Several years ago, UMB launched the University of Maryland Biopark -- a redevelopment effort that has already built two buildings (with several more on the way) to serve as incubators and labs in the state effort. The effort has been very successful. Not just in redeveloping some of the worst parts of West Baltimore, but in bringing some top-flight researchers to Maryland. Combined with the university's Insitute of Virology on Lombard Street -- which hosts Dr. Robert Gallo in his AIDS/HIV Research -- Maryland is already a key hub in this type of research.
When you add in the efforts at Hopkins on the East Side, there is a lot of work already going on to establish Maryland as the hub. So why the need for more public money?
Why are we putting more public money into an industry where private money is more appropriately used? Liberal socialists like O'Guvnah rail against pharmaceutical companies and how they spend money on drug development (and the resulting high prices of many drugs). Do they think there is not a cost to taxpayers when states do the same?

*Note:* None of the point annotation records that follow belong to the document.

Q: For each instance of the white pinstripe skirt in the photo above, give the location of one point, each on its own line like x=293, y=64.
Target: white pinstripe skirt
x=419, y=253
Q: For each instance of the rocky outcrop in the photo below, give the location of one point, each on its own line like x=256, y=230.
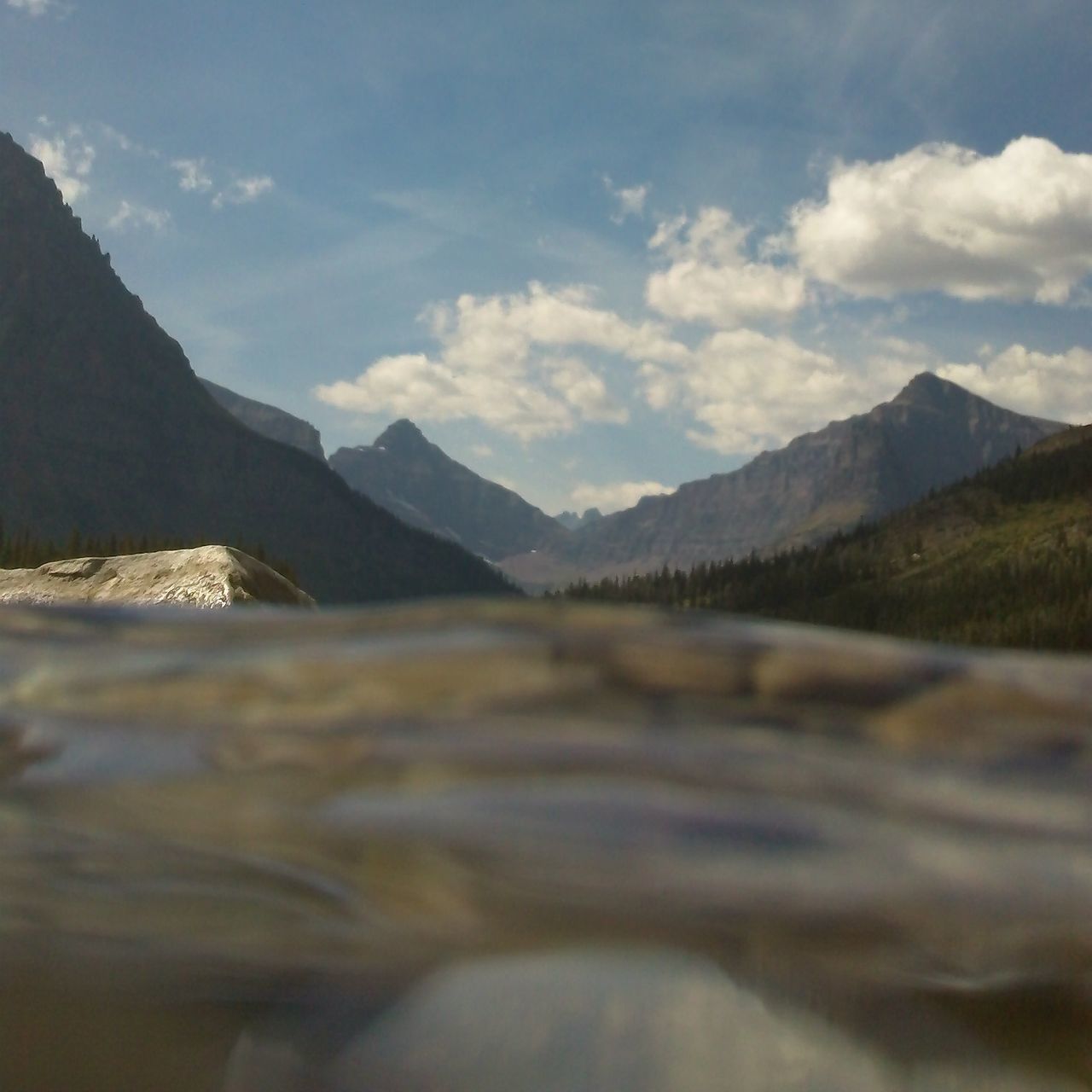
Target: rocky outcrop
x=269, y=421
x=421, y=484
x=104, y=428
x=206, y=577
x=932, y=433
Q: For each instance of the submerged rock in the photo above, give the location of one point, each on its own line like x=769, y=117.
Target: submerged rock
x=206, y=577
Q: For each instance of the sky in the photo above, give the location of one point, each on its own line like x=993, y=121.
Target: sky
x=593, y=249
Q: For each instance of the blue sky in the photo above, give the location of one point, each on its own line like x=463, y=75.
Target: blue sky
x=595, y=248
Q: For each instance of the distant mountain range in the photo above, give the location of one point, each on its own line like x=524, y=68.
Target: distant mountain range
x=1002, y=558
x=418, y=483
x=932, y=433
x=574, y=522
x=105, y=429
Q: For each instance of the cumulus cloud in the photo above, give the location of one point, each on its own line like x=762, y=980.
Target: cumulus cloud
x=752, y=391
x=135, y=217
x=629, y=200
x=500, y=362
x=1057, y=386
x=942, y=218
x=68, y=162
x=710, y=277
x=241, y=191
x=616, y=495
x=191, y=175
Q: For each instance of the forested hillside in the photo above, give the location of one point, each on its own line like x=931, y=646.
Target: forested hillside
x=1003, y=558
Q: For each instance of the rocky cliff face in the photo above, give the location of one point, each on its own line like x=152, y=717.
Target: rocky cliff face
x=269, y=421
x=105, y=428
x=932, y=433
x=206, y=577
x=421, y=484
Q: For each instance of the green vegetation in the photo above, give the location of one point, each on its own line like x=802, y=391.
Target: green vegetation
x=1003, y=558
x=24, y=550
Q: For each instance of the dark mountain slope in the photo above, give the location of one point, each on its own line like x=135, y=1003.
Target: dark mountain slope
x=268, y=421
x=1002, y=558
x=105, y=427
x=421, y=484
x=932, y=433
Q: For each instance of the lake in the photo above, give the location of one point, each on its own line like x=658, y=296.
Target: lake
x=492, y=845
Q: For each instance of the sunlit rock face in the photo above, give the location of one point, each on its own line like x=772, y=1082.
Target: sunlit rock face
x=205, y=577
x=105, y=429
x=269, y=421
x=537, y=847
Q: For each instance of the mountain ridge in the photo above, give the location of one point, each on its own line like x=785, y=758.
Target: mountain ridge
x=106, y=428
x=418, y=482
x=932, y=433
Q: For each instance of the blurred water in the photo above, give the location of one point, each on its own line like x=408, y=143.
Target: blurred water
x=479, y=846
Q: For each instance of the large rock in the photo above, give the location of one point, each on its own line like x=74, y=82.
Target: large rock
x=206, y=577
x=105, y=429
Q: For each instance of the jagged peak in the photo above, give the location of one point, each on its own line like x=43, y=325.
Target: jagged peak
x=927, y=386
x=402, y=433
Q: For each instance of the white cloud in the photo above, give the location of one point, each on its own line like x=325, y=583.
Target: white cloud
x=584, y=390
x=498, y=362
x=616, y=495
x=130, y=215
x=242, y=191
x=711, y=280
x=1057, y=386
x=68, y=162
x=751, y=391
x=33, y=8
x=192, y=175
x=629, y=199
x=1017, y=225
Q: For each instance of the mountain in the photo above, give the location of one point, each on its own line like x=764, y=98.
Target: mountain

More importantly, why are they providing vast sums of corporate welfare to things like embryonic stem cell research, which have never proven to provide even a single cure? If this type of research has the real potential O'Guvnah says it has, why isn't private capital flocking to it? Investors are not stupid, and if there is money to be made, they will invest in it. Hell, as the dotcom bubble and the housing bubble have shown, investors will put money in things without a guaranteed return.
Is it any coincidence that the pledged $1.1 billion is the same amount as the tax increases from the Special Session and the regular session? Or is really close to the so-called "structural deficit"? It's a good question to ask.